Testing for bias in your AI software: Why it’s needed, how to do it

Testing for bias in your AI software: Why it's needed

When it comes to artificial intelligence (AI) and machine learning (ML) in testing, much of the interest and innovation today revolves around the concept of using these technologies to improve and accelerate the practice of testing. The more interesting problem lies in how you should go about testing the AI/ML applications themselves. In particular, how can you tell whether or not a response is correct?

Part of the answer involves new ways to look at functional testing, but testers face an even bigger problem: cognitive Bias, the possibility that an application returns an incorrect or non-optimal result because of systematic inflection in processing that produces results that are inconsistent with reality.

This is very different from a bug, which you can define as an identifiable and measurable error in a process or result. A bug can typically be fixed with a code change. Bias can be much more insidious and harder to test.

Here's why you need to test for bias in AI, and how to best go about it. 

Bias comes from your data. AI systems are trained with data collected from the problem domain. Even if the data is scientific and objective, it can still be subject to bias.

For example, in 2016 Amazon trained an AI bot to crawl the web to find candidates for IT jobs. To train this bot, the company used the resumes of its existing staff, which was overwhelmingly male. Not surprisingly, what the application "learned" was that males make the best IT employees. Amazon was never able to fix that bias, and withdrew the bot from use.

We’ve also seen examples of commercial facial-recognition systems that badly misclassify dark-skinned subjects, in large part because they are trained overwhelmingly with light-skinned images. People have been arrested and held based on faulty AI-based identifications that police accept without question. Similarly, loan recommendation systems might be trained with data that creates a bias in the system against people living in lower-income or minority neighborhoods.

Identifying bias in an application can be hazardous to your career. Last December, Google fired AI ethics researcher Timnit Gebru, who was known for finding bias in facial analysis systems. While the circumstances of this dismissal remain in question, teams that develop these systems are often faced with conflicting data that can have an impact on the quality of the system.

Bias can also expose an organization to negative publicity, such as when beauty pageant contestants were judged by an algorithm that selected almost all white women as winners. Companies, governments, and other groups that allow bias into their decisions will be perceived as untrustworthy and lose credibility and quite possibly business.
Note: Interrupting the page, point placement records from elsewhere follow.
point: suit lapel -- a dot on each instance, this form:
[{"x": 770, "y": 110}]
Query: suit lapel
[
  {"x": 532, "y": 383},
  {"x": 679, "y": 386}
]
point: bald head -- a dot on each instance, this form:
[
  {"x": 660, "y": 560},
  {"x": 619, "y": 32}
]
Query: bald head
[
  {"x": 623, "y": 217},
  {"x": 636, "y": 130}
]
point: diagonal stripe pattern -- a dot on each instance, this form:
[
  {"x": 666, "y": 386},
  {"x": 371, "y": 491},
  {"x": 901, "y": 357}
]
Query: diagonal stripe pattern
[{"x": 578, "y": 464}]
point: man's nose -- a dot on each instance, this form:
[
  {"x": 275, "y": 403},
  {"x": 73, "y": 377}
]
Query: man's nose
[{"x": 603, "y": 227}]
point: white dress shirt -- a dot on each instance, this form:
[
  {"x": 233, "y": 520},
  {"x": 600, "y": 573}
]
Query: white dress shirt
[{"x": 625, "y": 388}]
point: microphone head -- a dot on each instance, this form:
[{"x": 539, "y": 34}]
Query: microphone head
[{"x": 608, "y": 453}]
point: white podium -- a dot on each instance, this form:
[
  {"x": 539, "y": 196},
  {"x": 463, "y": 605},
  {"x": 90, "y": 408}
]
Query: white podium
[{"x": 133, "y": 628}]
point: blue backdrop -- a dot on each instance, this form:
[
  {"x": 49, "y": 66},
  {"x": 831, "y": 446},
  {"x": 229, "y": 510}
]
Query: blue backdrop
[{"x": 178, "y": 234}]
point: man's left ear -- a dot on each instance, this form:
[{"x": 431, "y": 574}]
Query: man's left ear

There are three main categories of bias. 

Here, concepts become incorrectly correlated. For example, you may find a correlation between education and income, but that correlation may in fact be spurious. Instead, intelligence, a different measure, may be the actual causative variable.

Here your team doesn't have good data, or the data you have doesn't represent the problem domain well. If that data doesn't accurately and completely represent the problem domain, you are likely to experience bias in your results. 

Alternatively, the problem domain may have subtly changed over time to the point where your historical data no longer represents it.

This happens when an application can become biased through interaction with other biased systems. This can be the case with unsupervised learning systems, where the application continues to learn while being used.